El traumatólogo que me atendió durante años, se llama Fidalgo, al principio no me gustaba como me trataba porque era muy serio y por la manera de decir las cosas. Con el tiempo acabamos conquistándonos mutuamente. Un día, Montse, mi fisioterapeuta, me contó que cuando hablaba de mí al doctor Fidalgo, él decía que yo era su ojito derecho, Montse contestaba que no, que conmigo podía hablar de cualquier tema sin poner-me triste y en cambio con los otros pacientes tenía que pensar en cómo decir las cosas.
Cada vez que iba a la visita le enseñaba lo que hacía. Cuando yo le enseñé cómo se hace el cubo de Rubik, se quedó de piedra. Después me regaló uno que tenía tres aros en las dos caras, en uno están separados y en la otra cara están unidos. Él no lo pudo resolver, en cambio, yo lo hice en una semana. Cuando volví a la visita, se lo enseñé. A partir de ahí, me trató de otra manera. Y ahora, Montse se ríe al recordar todo aquello.
A los once años, la columna se fue desviando y decidieron ponerme un corsé para evitar a que fuera a más.
A consecuencia del corsé, no podía andar y tuve que utilizar la silla de ruedas para desplazarme.

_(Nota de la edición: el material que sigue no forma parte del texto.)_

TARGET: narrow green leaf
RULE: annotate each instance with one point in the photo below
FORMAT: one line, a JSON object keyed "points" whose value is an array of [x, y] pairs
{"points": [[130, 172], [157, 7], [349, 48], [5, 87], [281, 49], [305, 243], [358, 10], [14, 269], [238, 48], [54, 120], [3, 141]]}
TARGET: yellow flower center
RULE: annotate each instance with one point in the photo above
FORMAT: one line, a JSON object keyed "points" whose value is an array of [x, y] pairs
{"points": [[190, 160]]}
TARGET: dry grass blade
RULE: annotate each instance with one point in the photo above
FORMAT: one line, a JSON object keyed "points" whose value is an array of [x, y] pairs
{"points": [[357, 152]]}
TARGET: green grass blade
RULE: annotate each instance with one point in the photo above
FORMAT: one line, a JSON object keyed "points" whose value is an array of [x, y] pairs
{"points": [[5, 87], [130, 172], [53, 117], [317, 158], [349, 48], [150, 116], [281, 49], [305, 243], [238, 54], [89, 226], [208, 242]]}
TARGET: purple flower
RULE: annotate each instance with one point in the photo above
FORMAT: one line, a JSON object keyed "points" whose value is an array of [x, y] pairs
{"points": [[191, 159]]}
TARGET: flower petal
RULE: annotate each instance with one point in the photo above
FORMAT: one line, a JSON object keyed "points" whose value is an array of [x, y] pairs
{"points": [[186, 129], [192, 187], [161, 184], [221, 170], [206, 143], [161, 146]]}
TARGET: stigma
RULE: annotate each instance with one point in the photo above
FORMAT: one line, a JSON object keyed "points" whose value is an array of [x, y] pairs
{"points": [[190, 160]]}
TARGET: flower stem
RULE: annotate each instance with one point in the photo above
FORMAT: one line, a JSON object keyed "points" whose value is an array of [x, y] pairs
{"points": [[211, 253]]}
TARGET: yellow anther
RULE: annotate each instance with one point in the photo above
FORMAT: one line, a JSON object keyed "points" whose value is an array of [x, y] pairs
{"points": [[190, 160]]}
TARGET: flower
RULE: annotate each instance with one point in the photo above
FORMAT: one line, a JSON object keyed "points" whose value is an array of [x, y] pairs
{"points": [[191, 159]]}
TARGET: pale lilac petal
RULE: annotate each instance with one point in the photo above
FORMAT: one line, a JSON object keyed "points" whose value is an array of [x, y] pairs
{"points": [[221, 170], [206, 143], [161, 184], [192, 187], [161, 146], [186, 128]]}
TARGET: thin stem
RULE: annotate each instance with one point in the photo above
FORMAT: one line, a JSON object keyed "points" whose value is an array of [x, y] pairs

Cuando llevaba unos cuantos años con el corsé, me propusieron operarme de la columna. La operación consistiría en colocar unas placas con tornillos para aguantar la columna, de esa manera, eliminaría el uso del corsé. Pero me quedaría igualmente en la silla de ruedas y además no me aseguraban el resultado. Podría tener rechazo y dolores.
Sin pensármelo dos veces, dije que no. Mientras yo pudiera aguantar el corsé no pasaría por el quirófano. Respetaron mi decisión.